Across the country many IOPs and PHPs have converted to telehealth because of COVID-19. In New York State, strict billing requirements that were associated with PHPs and prevented their widespread availability have now been loosened. We believe that online intermediate care models should continue outside of this pandemic, especially for patients in rural states where access to such care traditionally lagged. The demand for intermediate care options that increase outpatient support and prevent hospital admissions will expand the menu of treatment options past simple weekly therapy.
To place someone in the appropriate treatment option, we must be able to quantify a person’s risk and needs. Mental health providers are traditionally bad at predicting or quantifying risk, including suicide risk. Part of this inability to assess risk has been the historical struggle with the implementation of measurement-based care, defined as the ability to quantify symptoms of patients with mental illness. The COVID-19 crisis and the increasing utilization of digital tools can help researchers discover new markers of impending decompensation. We can also better understand the types of digital tools that people find effective for their mental health treatment. Hopefully, this information will help us to develop risk-informed treatment plans, and more precise delivery of care.
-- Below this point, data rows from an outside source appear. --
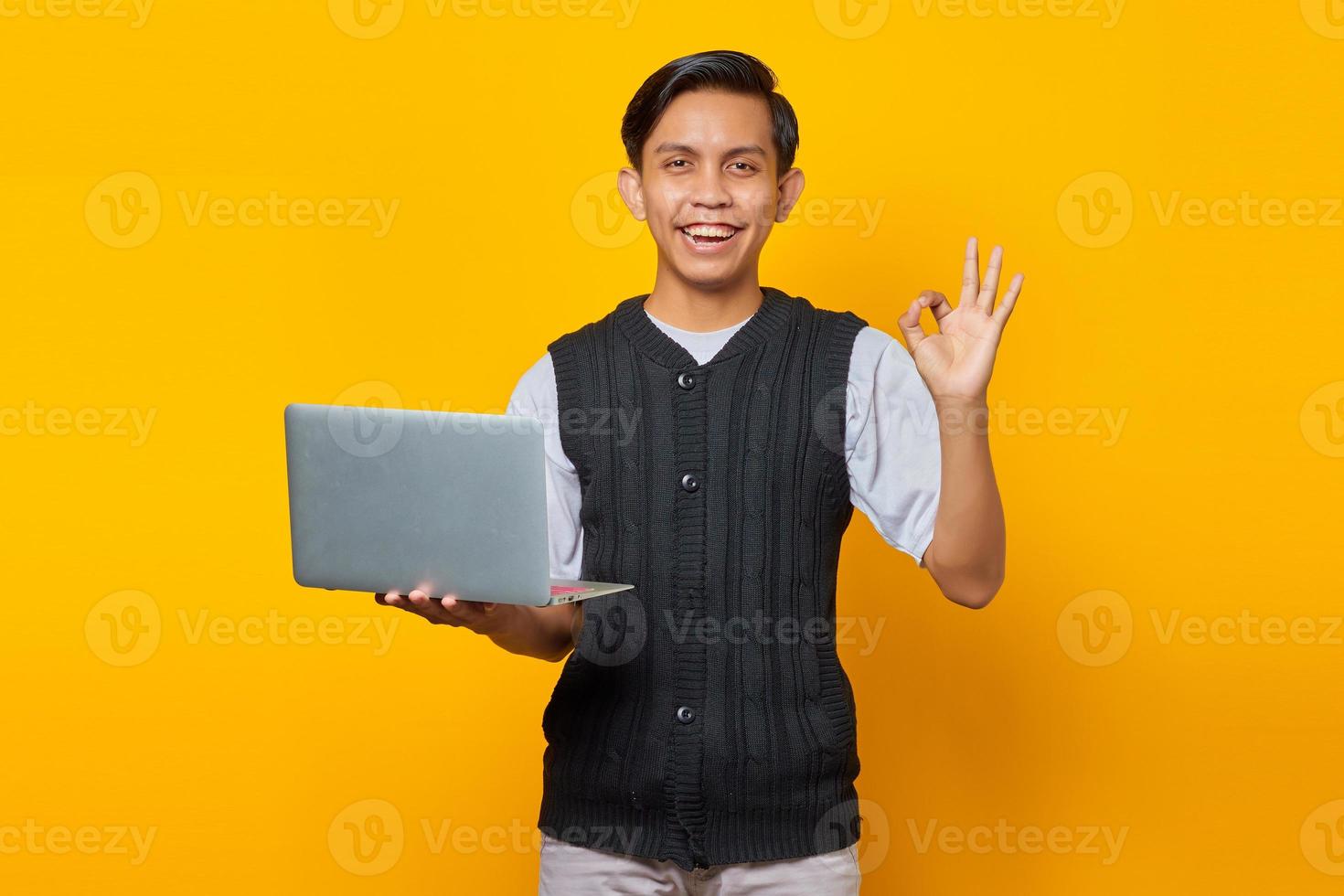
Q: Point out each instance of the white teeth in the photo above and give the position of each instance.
(709, 229)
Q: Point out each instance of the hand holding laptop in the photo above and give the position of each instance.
(476, 615)
(534, 632)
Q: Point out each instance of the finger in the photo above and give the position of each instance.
(935, 303)
(989, 289)
(465, 613)
(971, 272)
(1004, 309)
(910, 326)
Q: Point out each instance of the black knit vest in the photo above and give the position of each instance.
(703, 716)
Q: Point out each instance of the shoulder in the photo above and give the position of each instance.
(593, 328)
(535, 389)
(872, 348)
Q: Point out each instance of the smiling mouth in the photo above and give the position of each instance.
(709, 234)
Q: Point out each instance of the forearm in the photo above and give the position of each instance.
(534, 632)
(968, 549)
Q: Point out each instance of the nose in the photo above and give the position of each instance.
(709, 189)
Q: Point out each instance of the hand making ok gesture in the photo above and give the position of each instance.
(955, 361)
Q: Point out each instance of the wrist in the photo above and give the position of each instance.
(963, 415)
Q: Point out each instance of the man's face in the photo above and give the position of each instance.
(709, 189)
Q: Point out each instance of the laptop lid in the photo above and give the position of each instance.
(392, 500)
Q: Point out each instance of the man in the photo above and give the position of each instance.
(707, 443)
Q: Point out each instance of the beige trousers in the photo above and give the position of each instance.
(578, 870)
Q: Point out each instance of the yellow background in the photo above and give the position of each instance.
(1218, 497)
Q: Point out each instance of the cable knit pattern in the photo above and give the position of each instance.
(705, 716)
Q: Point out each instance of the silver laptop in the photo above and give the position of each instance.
(449, 503)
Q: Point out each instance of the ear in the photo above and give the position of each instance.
(632, 191)
(791, 187)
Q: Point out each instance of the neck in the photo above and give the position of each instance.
(692, 308)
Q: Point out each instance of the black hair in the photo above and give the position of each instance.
(711, 70)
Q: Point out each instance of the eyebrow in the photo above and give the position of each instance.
(748, 149)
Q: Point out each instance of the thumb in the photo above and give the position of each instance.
(910, 326)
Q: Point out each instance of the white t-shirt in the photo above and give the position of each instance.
(891, 443)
INTRODUCING PUBLIC MENTAL HEALTH
Public mental health focuses on preventing mental illness instead of simply treating it. Because COVID-19 can be classified as a collective trauma, Americans are at risk of developing post-traumatic stress from the pandemic. Compounded with the inequitable outcomes we’re seeing across black and brown communities, we may be worsening our existing mental health disparities. The mental health consequences of COVID-19 could lead to long-term losses in wellbeing, economic productivity and healthcare costs. Unfortunately, the existing American mental health system is sorely lacking a public focus: it largely engages with those who are already mentally ill, and often only those who are able to pay for treatment.
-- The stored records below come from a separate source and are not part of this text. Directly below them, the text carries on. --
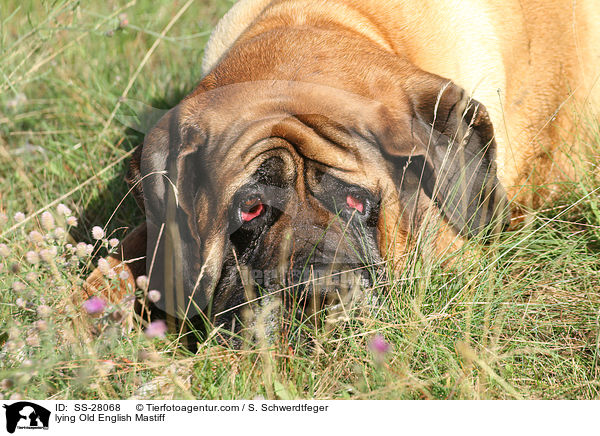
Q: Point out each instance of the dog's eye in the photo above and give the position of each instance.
(251, 208)
(355, 201)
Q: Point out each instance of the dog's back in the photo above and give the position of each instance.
(534, 64)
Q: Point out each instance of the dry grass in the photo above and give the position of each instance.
(518, 321)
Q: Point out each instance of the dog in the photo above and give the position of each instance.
(326, 134)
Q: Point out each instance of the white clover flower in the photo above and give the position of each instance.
(36, 237)
(4, 250)
(154, 295)
(97, 232)
(72, 221)
(142, 282)
(81, 249)
(63, 210)
(32, 257)
(31, 276)
(47, 221)
(59, 233)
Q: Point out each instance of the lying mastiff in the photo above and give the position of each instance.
(327, 134)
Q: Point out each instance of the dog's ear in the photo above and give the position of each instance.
(451, 148)
(176, 252)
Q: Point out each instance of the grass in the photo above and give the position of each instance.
(520, 320)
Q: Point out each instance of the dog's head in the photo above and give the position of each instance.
(274, 183)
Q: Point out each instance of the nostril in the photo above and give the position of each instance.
(252, 213)
(355, 203)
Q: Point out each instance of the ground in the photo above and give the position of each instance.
(519, 319)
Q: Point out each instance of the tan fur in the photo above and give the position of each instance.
(534, 64)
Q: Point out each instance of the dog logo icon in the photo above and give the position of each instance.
(26, 415)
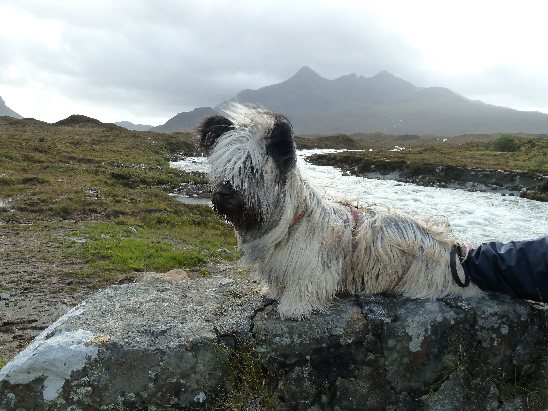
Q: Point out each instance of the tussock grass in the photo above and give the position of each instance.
(100, 192)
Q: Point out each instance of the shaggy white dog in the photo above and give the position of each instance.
(306, 248)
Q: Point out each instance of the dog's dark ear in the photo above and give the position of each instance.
(211, 129)
(280, 145)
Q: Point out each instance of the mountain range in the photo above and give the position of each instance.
(5, 111)
(384, 102)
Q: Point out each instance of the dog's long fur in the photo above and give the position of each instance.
(307, 248)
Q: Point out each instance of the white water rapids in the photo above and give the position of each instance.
(475, 216)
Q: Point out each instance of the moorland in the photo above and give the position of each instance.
(85, 204)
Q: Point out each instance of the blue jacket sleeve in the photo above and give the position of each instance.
(518, 268)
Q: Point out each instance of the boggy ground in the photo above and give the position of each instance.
(84, 205)
(42, 277)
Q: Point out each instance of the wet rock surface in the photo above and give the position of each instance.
(210, 343)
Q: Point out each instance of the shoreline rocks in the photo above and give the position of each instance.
(200, 344)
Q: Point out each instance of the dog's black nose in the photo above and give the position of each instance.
(225, 190)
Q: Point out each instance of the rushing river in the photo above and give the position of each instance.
(475, 216)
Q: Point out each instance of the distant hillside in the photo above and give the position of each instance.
(135, 127)
(357, 104)
(5, 111)
(184, 121)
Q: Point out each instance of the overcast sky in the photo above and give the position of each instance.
(147, 60)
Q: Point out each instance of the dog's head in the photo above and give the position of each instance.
(251, 152)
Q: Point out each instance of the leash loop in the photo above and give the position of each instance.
(453, 266)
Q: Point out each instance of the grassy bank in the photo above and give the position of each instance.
(92, 201)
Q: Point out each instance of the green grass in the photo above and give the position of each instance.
(95, 196)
We believe that to reduce long-term economic and social impact, payers and government will need to increase funding of public mental health programs that prevent illness and increase treatment access. To be effective, these programs must offer access to those without financial resources or with serious mental illness, and commit to best practices when treating underserved populations. Tech-enabled services that can assist with risk stratification, offer support before illness develops, or connect people with accessible mental health treatment are slowly arriving, such as NYC Well, which offers a “front door” to support services for New Yorkers in mental duress. However, for tech-enabled solutions to soar, structural change that closes the gaps in funding and infrastructure must occur.
In the midst of the devastation, we remain hopeful that mental healthcare will transform. As our country confronts a calamitous loss of life, widespread isolation, and deep social fractures, there will be an even greater need for mental health services. A functioning mental healthcare system will be critical in supporting our communities.